On the Importance of Management to Productivity Differences

Economists have, in fact, long argued that management matters. Francis Walker, a founder and the first president of the American Economic Association, ran the 1870 U.S. census and then wrote an article in the first year of the Quarterly Journal of Economics, “The Source of Business Profits.” He argued that management was the biggest driver of the huge differences in business performance that he observed across literally thousands of firms. Almost 150 years later, work looking at manufacturing plants shows a massive variation in business performance; the 90th percentile plant now has twice the total factor productivity of the 10th percentile plant. Similarly, there are massive spreads across countries — for example, U.S. productivity is about five times that of India. Despite the early attention on management by Francis Walker, the topic dropped down a bit in economics, I think because “management” became a bad word in the field. Early on I used to joke that when I turned up at seminars people would see the “M-word” in the seminar title and their view of my IQ was instantly minus 20. Then they’d hear the British accent, and I’d get 15 back.
Some Drivers of Good Management 

I think the key driver of America’s management leadership has been its big, open, and competitive markets. If Sam Walton had been based in Italy or in India, he would have five stores by now, probably called “Sam Walton’s Family Market.” Each one would have been managed by one of his sons or sons-in-law. ... 

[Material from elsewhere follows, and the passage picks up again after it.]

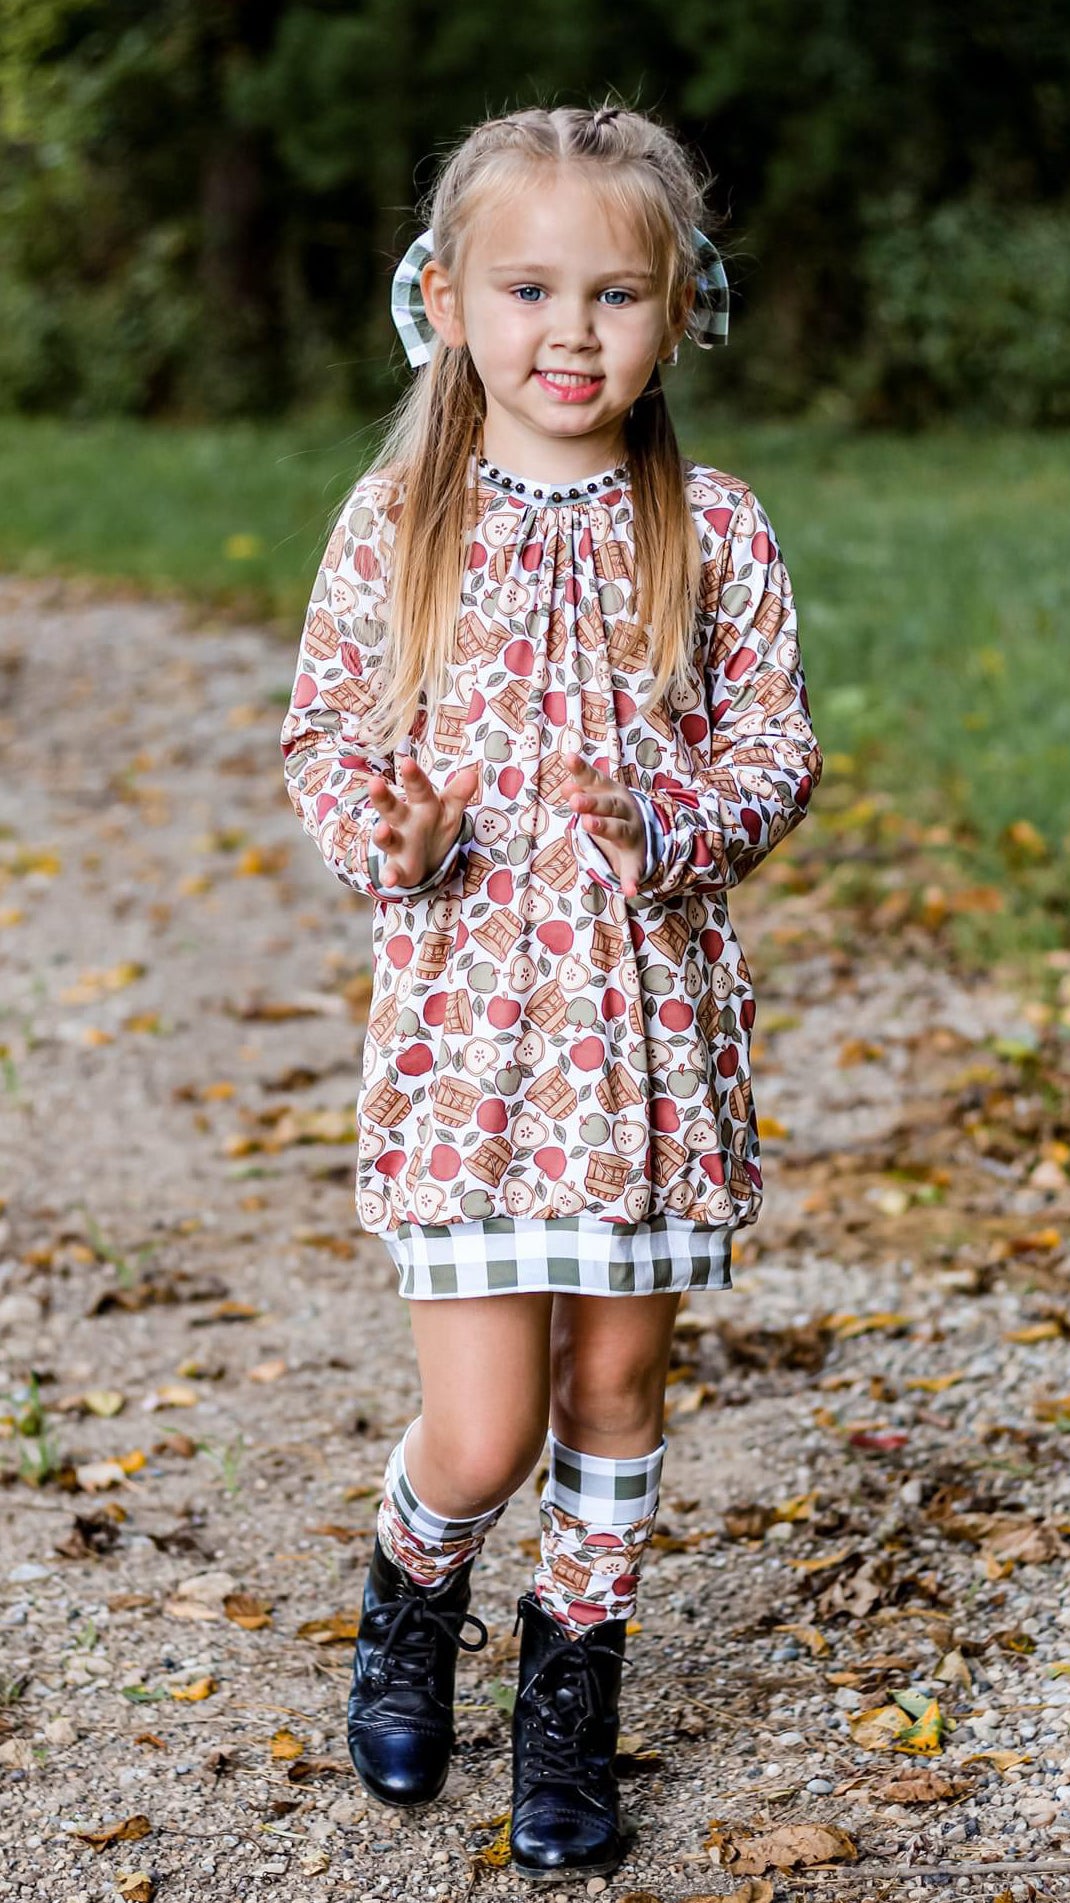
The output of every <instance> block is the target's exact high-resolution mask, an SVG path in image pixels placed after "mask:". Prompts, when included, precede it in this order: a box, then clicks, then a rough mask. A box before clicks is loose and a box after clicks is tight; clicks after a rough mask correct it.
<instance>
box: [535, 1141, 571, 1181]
mask: <svg viewBox="0 0 1070 1903" xmlns="http://www.w3.org/2000/svg"><path fill="white" fill-rule="evenodd" d="M567 1161H569V1159H567V1157H565V1153H564V1149H554V1148H550V1149H537V1151H535V1163H537V1165H539V1168H541V1170H543V1174H545V1176H548V1178H550V1182H552V1184H556V1180H558V1176H564V1174H565V1165H567Z"/></svg>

The absence of rule of law is a killer for good management. If you take a case to court in India, it takes 10 to 15 years to come to fruition. In most developing countries, the legal system is weak; it is hard to successfully prosecute employees who steal from you or customers who do not pay their invoices, leading firms to use family members as managers and supply only narrow groups of trusted customers. This makes it very hard to be well managed — if most firms have the son or grandson of the founder running the firm, working with the same customers as 20 years ago, then it shouldn’t be surprising that productivity is low. These firms know that their sons are often not the best manager, but at least they will not rampantly steal from the firms.

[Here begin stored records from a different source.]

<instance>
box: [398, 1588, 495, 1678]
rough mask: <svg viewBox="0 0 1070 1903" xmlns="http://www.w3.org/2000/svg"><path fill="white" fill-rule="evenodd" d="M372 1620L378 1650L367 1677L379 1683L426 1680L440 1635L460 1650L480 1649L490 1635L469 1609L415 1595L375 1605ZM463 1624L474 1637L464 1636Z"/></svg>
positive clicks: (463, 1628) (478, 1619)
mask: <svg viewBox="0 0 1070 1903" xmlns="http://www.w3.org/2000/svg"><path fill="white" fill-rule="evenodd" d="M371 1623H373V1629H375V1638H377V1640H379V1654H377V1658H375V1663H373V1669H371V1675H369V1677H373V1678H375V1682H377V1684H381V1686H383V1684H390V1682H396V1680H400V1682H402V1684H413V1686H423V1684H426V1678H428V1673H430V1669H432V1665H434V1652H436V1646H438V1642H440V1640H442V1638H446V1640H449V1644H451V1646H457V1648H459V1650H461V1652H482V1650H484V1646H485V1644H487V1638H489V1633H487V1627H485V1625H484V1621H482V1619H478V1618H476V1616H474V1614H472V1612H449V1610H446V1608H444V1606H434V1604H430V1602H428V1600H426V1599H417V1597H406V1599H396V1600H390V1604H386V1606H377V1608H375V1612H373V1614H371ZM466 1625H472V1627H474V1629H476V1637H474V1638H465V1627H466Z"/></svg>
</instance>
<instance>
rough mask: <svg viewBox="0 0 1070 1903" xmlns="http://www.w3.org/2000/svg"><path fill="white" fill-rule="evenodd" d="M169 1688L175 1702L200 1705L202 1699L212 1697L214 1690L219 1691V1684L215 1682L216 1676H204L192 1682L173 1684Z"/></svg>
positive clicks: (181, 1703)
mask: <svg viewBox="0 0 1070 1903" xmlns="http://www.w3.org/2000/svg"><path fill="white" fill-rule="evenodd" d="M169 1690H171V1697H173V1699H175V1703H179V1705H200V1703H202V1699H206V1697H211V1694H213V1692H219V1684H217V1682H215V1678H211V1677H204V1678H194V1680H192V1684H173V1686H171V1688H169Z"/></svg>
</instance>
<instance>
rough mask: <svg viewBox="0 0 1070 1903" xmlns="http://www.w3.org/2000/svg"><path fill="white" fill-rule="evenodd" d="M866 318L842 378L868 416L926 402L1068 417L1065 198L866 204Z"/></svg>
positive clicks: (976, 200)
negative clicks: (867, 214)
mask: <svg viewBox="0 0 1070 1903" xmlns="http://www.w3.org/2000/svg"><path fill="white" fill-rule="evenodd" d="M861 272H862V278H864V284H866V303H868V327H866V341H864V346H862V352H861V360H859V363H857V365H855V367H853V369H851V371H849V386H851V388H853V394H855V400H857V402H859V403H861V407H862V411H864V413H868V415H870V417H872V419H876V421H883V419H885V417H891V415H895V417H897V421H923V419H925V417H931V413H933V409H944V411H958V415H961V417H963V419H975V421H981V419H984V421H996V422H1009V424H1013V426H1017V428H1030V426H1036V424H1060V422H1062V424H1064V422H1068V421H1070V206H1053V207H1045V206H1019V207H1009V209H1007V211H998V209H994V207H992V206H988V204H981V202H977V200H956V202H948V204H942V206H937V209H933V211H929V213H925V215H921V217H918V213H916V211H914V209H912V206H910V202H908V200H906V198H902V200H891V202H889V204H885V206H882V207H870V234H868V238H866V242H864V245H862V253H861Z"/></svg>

Future Research on Management 

These have been major milestones in management technologies, and they’ve changed the way people have thought. They were clearly identified innovations, and I don’t think there’s a single patent among them. These management innovations are a big deal, and they spread right across the economy. In fact, there’s a management technology frontier that’s continuously moving forward, and the United States is pretty much at the front with firms like Walmart, GE, McDonald’s, and Starbucks. And then behind the frontier there are a bunch of laggards with inferior management practices. In America, these are typically smaller, family-run firms. ... 
Anything that can be said to be “high” or “low” can be quantified, and economics is good at this; it’s one of our strengths as a social science. ... There’s an old saying: What gets measured gets managed. I think in economics it’s what gets measured gets researched. ...  Likewise with management — we hope if we can build a new multifirm and multicountry database, we can spur the development of the field.